Et cependant l'architecture est au début en ce sens qu'il lui manque en art
une décoration homogène avec sa matière. Pourquoi à côté de ce fer, rude,
sévère, des matières molles, comme la terre à peine cuite; pourquoi à côté de
ces lignes géométriques d'un caractère nouveau, tout cet ancien stock
d'ornements anciens modernisés par le naturalisme? Aux ingénieurs-architectes
appartient un art nouveau de décoration, tel que boulon d'ornement, coin de
fer dépassant la grande ligne, en quelque sorte une dentelle gothique en fer.

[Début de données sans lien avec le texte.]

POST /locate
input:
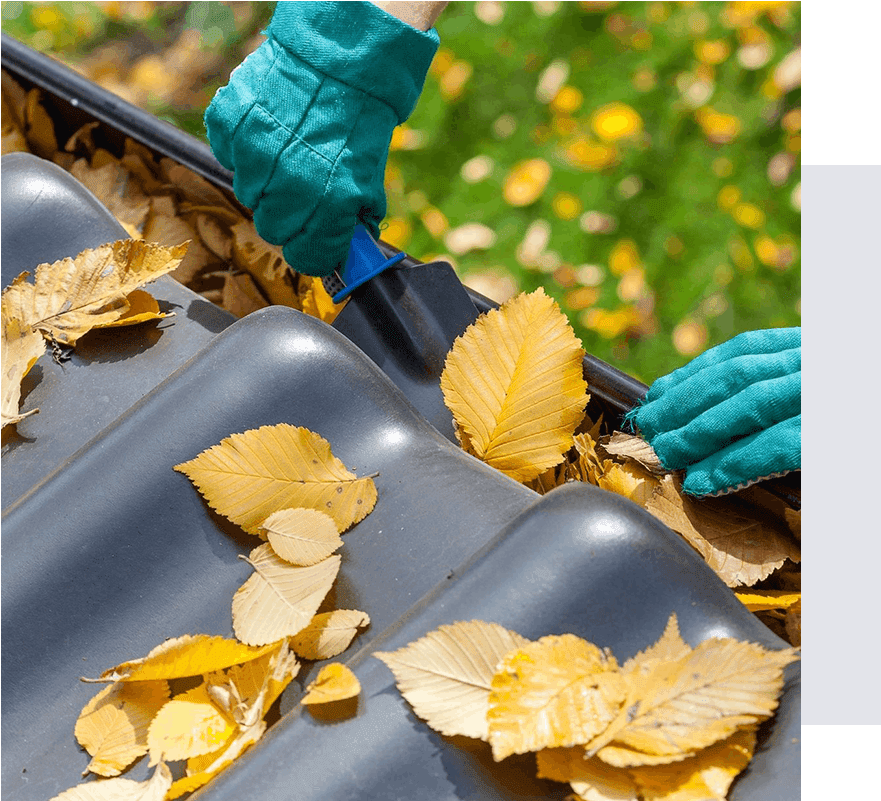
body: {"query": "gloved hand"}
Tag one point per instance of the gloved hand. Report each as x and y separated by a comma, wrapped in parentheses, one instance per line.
(731, 416)
(306, 120)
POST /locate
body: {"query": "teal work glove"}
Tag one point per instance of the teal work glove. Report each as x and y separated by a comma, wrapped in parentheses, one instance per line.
(730, 417)
(306, 120)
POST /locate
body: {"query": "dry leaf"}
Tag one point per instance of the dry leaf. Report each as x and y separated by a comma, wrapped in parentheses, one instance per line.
(113, 726)
(556, 692)
(447, 675)
(707, 776)
(189, 725)
(70, 297)
(514, 383)
(675, 708)
(591, 779)
(329, 634)
(154, 789)
(249, 476)
(279, 599)
(740, 550)
(20, 347)
(142, 306)
(190, 655)
(335, 682)
(301, 536)
(628, 446)
(763, 600)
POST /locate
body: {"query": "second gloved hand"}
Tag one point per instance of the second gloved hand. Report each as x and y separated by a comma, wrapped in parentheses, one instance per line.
(306, 120)
(732, 415)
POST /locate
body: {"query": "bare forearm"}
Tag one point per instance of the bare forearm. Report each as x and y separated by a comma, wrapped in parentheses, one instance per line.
(421, 15)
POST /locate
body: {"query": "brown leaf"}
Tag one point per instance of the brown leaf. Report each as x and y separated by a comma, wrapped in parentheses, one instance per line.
(741, 550)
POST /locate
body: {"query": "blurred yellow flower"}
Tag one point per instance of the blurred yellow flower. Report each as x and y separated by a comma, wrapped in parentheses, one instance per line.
(712, 52)
(581, 298)
(748, 215)
(526, 182)
(567, 100)
(615, 121)
(452, 82)
(690, 337)
(624, 257)
(718, 128)
(435, 221)
(397, 232)
(728, 197)
(566, 205)
(610, 324)
(588, 155)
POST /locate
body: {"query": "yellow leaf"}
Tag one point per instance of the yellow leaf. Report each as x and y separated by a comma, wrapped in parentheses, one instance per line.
(763, 600)
(190, 655)
(279, 599)
(526, 182)
(113, 726)
(70, 297)
(556, 692)
(674, 708)
(154, 789)
(301, 536)
(591, 779)
(447, 675)
(234, 748)
(189, 725)
(329, 634)
(142, 306)
(629, 447)
(335, 682)
(741, 550)
(249, 476)
(514, 383)
(20, 347)
(706, 776)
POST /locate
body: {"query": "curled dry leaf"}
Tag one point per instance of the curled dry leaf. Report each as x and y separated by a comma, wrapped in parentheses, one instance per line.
(514, 384)
(740, 550)
(20, 347)
(189, 725)
(113, 726)
(70, 297)
(154, 789)
(279, 599)
(329, 634)
(447, 675)
(249, 476)
(334, 682)
(189, 655)
(556, 692)
(301, 536)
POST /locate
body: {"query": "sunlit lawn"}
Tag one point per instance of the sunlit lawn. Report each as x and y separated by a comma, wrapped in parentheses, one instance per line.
(638, 160)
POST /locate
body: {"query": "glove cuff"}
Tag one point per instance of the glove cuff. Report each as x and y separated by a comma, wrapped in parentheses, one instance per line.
(361, 45)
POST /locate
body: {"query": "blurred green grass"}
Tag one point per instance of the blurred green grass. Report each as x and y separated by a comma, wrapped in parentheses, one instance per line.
(666, 228)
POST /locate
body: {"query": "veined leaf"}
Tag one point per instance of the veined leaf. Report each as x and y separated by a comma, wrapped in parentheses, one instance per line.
(190, 655)
(113, 726)
(189, 725)
(279, 599)
(70, 297)
(153, 789)
(20, 347)
(513, 382)
(335, 682)
(329, 634)
(301, 536)
(556, 692)
(249, 476)
(447, 675)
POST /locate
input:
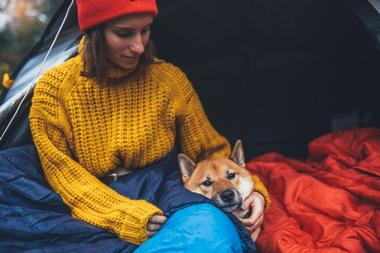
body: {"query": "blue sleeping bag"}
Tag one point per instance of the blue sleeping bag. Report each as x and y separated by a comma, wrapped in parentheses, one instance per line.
(33, 218)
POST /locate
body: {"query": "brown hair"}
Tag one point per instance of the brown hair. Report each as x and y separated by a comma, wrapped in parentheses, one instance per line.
(95, 60)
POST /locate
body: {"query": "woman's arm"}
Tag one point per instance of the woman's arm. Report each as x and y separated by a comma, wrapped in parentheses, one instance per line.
(89, 199)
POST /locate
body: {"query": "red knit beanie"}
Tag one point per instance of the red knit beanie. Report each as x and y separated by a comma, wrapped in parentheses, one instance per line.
(95, 12)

Nous retrouvons cela un peu dans la tour Eiffel. Paul Gauguin, in Le
Modernisme illustré, 4-11 juillet 1889. |
Quand les barrières s'ouvrirent, quand la foule
put toucher le monstre, le dévisager sous toutes ses faces, circuler entre
ses piles et grimper dans ses flancs, les dernières résistances faiblirent
chez les plus récalcitrants. Il se trouva qu'au lieu d'écraser l'Exposition,
comme on l'avait prédit, la porte triomphale encadrait toutes les
perspectives sans rien masquer. Le soir, surtout, et les premiers jours,
avant que les guinguettes eussent empli de leur bruit le premier étage, cette
masse sombre montait au-dessus des feux du Champ-de-Mars avec une majesté
religieuse. Je la regardais souvent, alors; pour la juger par comparaison, je
me rappelais les sensations ressenties devant ses sœurs mortes, les
constructions colossales des vieux âges qui dorment au désert, en Afrique, en
Asie. Je dus m'avouer qu'elle ne leur cédait en rien pour la suggestion du
rêve et de l'émotion. Ses aînées ont sur elle deux avantages: le temps, qui
délivre seul les lettres de grande noblesse; la solitude, qui concentre la
pensée sur un objet unique. Donnez-lui ces tristes parures, elle rendrait
l'homme aussi pensif. Elle a d'autres prestiges: ses trois couronnes de
lumière suspendues dans l'espace, la dernière si haute, si invraisemblable,
qu'on dirait une constellation nouvelle, immobile entre les astres qui
cheminent dans les treillis du sommet. A défaut de la longue tradition de
respect, patine idéale aussi nécessaire aux monuments que la patine des
soleils accumulés, la Tour a la séduction de ces milliers de pensées qui
s'attachent à elle au même instant, le charme des femmes très regardées et
très aimées. Il y a dans ces sept millions de kilos de fer une aimantation
formidable, puisqu'elle va arracher à leurs foyers les gens des deux mondes;
puisque, dans tous les ports du globe, tous les paquebots mettent le cap sur
l'affolante merveille. Avant de remuer les exotiques, cette aimantation
agit sur la population parisienne. Avec quelle unanimité ce peuple a adopté
sa Tour! Il faut entendre les propos vengeurs des couples ouvriers, arrêtés
sous l'arche. Tout en écarquillant les yeux, ils s'indignent contre les
"journalistes" qui dénigrèrent l'objet de leur culte. Un jour de
l'autre semaine, je me trouvais dans la galerie de sculpture, devant le
plâtre de M. tghiers. Un passant s'approcha, un homme d'âge, aux favoris
grisonnants; le visage et le costume indiquaient un cultivateur aisé, quelque
gros fermier qui venait exposer ses fromages à l'alimentation; en tout cas,
ce visiteur était étranger à paris, car il demanda de lui nommer la tête si
connue, surmontée du toupet légendaire. Je ne sais trop pourquoi, j'eus un
bon mouvement pour le petit homme de plâtre: "C'est M. Thiers, le
libérateur du territoire; on va précisément lui ériger une statue, et si vous
voulez souscrire votre pièce de 5 francs, il faut l'adresser à tel ou tel
journal". Mon interlocuteur resta de glace à cette ouverture; il toisa
l'historien national de son regard de paysan, défiant et lassé.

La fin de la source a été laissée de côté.